22		fveq2 6832	. . . . . . . . . . . . . . 15 ⊢ (𝑑 = 𝑎 → (coeff‘𝑑) = (coeff‘𝑎))
23	22	fveq1d 6834	. . . . . . . . . . . . . 14 ⊢ (𝑑 = 𝑎 → ((coeff‘𝑑)‘𝑒) = ((coeff‘𝑎)‘𝑒))
24	23	fveq2d 6836	. . . . . . . . . . . . 13 ⊢ (𝑑 = 𝑎 → (abs‘((coeff‘𝑑)‘𝑒)) = (abs‘((coeff‘𝑎)‘𝑒)))
25	24	breq1d 5106	. . . . . . . . . . . 12 ⊢ (𝑑 = 𝑎 → ((abs‘((coeff‘𝑑)‘𝑒)) ≤ 𝐴 ↔ (abs‘((coeff‘𝑎)‘𝑒)) ≤ 𝐴))
26	25	ralbidv 3157	. . . . . . . . . . 11 ⊢ (𝑑 = 𝑎 → (∀𝑒 ∈ ℕ0 (abs‘((coeff‘𝑑)‘𝑒)) ≤ 𝐴 ↔ ∀𝑒 ∈ ℕ0 (abs‘((coeff‘𝑎)‘𝑒)) ≤ 𝐴))
27	19, 21, 26	3anbi123d 1438	. . . . . . . . . 10 ⊢ (𝑑 = 𝑎 → ((𝑑 ≠ 0𝑝 ∧ (deg‘𝑑) ≤ 𝐴 ∧ ∀𝑒 ∈ ℕ0 (abs‘((coeff‘𝑑)‘𝑒)) ≤ 𝐴) ↔ (𝑎 ≠ 0𝑝 ∧ (deg‘𝑎) ≤ 𝐴 ∧ ∀𝑒 ∈ ℕ0 (abs‘((coeff‘𝑎)‘𝑒)) ≤ 𝐴)))
28	27	elrab 3644	. . . . . . . . 9 ⊢ (𝑎 ∈ {𝑑 ∈ (Poly‘ℤ) ∣ (𝑑 ≠ 0𝑝 ∧ (deg‘𝑑) ≤ 𝐴 ∧ ∀𝑒 ∈ ℕ0 (abs‘((coeff‘𝑑)‘𝑒)) ≤ 𝐴)} ↔ (𝑎 ∈ (Poly‘ℤ) ∧ (𝑎 ≠ 0𝑝 ∧ (deg‘𝑎) ≤ 𝐴 ∧ ∀𝑒 ∈ ℕ0 (abs‘((coeff‘𝑎)‘𝑒)) ≤ 𝐴)))

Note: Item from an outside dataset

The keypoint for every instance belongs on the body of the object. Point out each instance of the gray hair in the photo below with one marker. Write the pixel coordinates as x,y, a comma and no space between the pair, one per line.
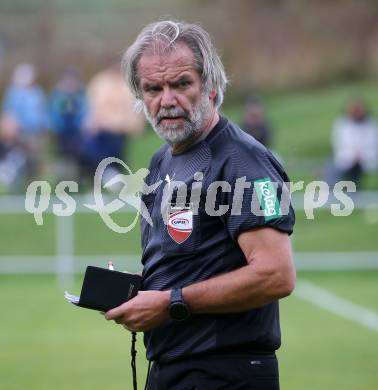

29		simp3 1138	. . . . . . . . . 10 ⊢ ((𝑎 ≠ 0𝑝 ∧ (deg‘𝑎) ≤ 𝐴 ∧ ∀𝑒 ∈ ℕ0 (abs‘((coeff‘𝑎)‘𝑒)) ≤ 𝐴) → ∀𝑒 ∈ ℕ0 (abs‘((coeff‘𝑎)‘𝑒)) ≤ 𝐴)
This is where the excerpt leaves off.